One common explanation for greater ToM in women is that women have generally been tasked with interpreting the needs of offspring, who as infants are incapable of expressing their needs through language, and who remain in dependency for a far greater stretch than the young of other species. As one example of this ability put to use, women are more likely to hold infants in the face-to-face position than men,

There is evidence to suggest that less empathy among men has fitness benefits, aiding in male mate competition (which is often violent) and in facilitating killing in warfare.

Empathic men (who, as noted, also tend to be liberal) tend to have lower testosterone and make better fathers than high-testosterone men.

Intolerance for ambiguity would also be useful in dangerous environments, such as combat.  When the stakes are life and death, it makes more sense to think in black-and-white terms.

Men are consistently better at hitting their target than women. These sex differences are seen early; by three years old, boys outperform girls on throwing speed, accuracy, and distance, and there is no other motor performance skill in which boys excel so much in the early years.

Liberals favor wealth equalization, conservatives the economic status quo. Going back in time before modern civilization, those higher on the dominance hierarchy had more territory, food, and mates. So conservatives, more likely men than wowemn, are keen on maintaining existing dominance hierarchies and monopolizing resources,  and liberals, more likely women, prefer egalitarianism, which can be seen as a way to rein in males and impose limits on their ambitions.

This is seen in small tribes that have cultural taboos designed to keep men from rising up to violently monopolice resources, power, and women.  It’s common for a !Kung tribesman who comes home with a large animal to denigrate it, call it a mouse.  Young men who bring meat back and brag about it are put down, since others fear that if he starts to think himself a chief and other men servants, his pride will someday make him kill somebody.  If a man can’t be reined in from his ambition and becomes violent, the group may agree to execute him.

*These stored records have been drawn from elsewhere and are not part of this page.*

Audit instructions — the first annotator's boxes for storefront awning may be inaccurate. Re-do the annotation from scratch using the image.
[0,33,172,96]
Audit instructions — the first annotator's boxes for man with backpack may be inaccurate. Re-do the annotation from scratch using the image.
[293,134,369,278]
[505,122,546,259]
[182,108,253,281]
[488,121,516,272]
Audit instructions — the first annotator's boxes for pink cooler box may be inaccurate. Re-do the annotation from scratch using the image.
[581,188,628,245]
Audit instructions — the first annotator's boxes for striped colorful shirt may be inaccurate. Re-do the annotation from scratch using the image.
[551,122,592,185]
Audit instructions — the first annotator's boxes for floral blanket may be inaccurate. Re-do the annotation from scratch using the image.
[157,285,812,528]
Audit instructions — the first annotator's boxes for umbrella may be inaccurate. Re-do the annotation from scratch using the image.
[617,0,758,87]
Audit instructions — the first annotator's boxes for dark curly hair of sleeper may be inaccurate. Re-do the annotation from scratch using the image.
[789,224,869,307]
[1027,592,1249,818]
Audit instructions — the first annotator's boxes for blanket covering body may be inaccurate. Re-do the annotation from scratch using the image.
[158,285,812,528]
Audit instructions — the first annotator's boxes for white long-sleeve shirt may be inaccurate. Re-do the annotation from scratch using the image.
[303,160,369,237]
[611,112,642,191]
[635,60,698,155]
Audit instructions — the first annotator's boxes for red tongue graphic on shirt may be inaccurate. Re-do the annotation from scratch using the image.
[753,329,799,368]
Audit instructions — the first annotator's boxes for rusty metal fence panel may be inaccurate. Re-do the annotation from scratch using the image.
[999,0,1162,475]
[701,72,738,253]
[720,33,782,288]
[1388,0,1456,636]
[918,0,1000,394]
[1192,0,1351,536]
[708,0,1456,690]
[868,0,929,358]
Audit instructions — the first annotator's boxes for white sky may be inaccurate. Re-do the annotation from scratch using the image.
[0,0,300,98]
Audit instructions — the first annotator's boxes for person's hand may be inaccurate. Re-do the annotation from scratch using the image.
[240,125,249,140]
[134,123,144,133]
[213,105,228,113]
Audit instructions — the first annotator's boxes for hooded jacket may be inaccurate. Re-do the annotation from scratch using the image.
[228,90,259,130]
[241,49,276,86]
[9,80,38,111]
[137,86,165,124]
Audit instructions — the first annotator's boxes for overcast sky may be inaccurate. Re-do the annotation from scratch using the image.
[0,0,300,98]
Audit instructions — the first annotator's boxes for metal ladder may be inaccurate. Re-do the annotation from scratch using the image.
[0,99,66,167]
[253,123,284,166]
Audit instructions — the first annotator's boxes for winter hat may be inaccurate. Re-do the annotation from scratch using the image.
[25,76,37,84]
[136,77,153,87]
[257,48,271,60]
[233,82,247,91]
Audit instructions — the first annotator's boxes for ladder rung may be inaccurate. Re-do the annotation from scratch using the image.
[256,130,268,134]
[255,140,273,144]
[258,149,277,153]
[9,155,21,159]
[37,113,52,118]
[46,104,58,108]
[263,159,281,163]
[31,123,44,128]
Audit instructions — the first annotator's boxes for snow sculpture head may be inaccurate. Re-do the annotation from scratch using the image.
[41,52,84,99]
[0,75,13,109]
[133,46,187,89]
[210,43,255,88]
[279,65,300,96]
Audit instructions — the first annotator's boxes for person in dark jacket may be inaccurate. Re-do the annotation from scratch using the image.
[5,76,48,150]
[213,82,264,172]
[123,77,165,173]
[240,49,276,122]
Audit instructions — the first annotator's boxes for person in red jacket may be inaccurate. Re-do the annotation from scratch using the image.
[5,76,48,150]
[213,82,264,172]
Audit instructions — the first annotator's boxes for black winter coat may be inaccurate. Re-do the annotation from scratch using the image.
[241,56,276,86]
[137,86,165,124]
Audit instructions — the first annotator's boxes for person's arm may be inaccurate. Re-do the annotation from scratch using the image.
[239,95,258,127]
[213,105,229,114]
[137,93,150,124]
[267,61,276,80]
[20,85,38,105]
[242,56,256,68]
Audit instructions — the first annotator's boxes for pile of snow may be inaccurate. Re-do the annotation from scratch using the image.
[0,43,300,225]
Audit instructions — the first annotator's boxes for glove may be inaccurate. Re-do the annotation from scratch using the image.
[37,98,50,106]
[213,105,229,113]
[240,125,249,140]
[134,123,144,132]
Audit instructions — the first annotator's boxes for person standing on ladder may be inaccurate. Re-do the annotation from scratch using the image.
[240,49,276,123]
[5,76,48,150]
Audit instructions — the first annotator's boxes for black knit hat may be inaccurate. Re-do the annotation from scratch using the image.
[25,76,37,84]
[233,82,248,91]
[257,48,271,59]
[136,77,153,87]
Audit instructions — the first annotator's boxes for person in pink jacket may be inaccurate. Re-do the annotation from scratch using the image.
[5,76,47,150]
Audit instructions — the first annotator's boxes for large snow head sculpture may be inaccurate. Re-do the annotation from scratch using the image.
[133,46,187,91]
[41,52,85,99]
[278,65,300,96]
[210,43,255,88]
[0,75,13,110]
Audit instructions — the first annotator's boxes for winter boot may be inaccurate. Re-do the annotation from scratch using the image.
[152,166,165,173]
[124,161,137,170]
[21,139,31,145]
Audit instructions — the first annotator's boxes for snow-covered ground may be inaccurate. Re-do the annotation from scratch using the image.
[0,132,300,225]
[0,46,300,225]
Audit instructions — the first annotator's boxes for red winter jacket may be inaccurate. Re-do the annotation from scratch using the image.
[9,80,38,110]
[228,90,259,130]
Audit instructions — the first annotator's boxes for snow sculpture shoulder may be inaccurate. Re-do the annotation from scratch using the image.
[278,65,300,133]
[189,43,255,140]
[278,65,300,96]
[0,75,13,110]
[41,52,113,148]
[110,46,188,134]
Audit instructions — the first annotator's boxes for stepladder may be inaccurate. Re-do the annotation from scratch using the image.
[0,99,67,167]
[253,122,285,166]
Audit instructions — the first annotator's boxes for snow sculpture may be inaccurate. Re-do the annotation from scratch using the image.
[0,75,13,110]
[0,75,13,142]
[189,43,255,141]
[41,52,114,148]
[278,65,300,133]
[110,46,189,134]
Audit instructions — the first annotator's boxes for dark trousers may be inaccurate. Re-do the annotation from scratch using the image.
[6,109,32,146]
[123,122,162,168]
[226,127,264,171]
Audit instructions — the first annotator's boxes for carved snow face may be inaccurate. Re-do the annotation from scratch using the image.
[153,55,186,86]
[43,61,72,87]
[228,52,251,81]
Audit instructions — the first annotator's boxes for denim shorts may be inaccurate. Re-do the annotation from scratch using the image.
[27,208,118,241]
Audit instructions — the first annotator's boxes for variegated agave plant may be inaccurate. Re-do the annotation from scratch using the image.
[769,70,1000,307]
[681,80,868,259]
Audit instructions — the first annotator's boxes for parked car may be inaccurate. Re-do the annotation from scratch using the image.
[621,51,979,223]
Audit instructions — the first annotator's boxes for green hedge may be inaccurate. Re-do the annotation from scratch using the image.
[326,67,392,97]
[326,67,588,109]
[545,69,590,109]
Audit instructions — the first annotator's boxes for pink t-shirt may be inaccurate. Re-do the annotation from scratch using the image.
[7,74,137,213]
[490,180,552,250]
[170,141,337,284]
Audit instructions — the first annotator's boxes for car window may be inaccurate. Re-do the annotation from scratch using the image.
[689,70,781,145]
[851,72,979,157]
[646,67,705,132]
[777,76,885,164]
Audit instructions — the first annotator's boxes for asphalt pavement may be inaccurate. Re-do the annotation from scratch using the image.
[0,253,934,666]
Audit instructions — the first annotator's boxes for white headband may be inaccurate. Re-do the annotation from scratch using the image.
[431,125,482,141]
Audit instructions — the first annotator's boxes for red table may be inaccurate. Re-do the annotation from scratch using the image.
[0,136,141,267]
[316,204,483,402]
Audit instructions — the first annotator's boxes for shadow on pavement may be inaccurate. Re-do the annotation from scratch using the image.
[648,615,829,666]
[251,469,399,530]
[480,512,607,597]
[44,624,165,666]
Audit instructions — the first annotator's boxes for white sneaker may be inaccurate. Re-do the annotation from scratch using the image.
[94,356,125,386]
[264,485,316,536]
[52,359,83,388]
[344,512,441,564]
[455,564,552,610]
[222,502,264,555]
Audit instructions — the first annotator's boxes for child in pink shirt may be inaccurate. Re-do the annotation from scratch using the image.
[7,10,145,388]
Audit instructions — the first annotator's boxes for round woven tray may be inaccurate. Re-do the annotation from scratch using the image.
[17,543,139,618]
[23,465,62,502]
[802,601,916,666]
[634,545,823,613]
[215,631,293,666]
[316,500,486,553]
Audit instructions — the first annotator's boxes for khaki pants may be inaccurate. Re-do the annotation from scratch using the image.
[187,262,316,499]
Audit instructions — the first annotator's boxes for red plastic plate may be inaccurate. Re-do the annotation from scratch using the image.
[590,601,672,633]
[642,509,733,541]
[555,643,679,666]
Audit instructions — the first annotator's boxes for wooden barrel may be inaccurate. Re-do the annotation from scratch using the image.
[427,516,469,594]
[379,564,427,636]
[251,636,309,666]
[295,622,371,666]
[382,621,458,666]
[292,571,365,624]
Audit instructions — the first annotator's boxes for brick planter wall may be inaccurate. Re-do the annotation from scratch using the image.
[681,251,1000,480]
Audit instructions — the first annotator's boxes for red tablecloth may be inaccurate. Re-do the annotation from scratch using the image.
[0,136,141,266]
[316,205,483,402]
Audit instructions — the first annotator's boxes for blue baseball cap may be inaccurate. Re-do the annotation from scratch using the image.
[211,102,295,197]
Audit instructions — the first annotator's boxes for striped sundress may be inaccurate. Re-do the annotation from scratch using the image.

Despite these efforts the men in many tribes have strikingly high murder rates, unequal resources, and more wives.  At least before agriculture only so much hoarding could be done, but after that the ability to store grains and amass great wealth in one spot led to men achieving more power.  In fact, not long after the introduction of agriculture began, it can be seen from DNA samples that one man reproduced for every 17 women.  In the Inca, those men of the highest rank had 50 women, others 5, 15, 20 or 30.

Large-scale democracy is a very recent attempt in human history to equalize the vast power differences that had been common before.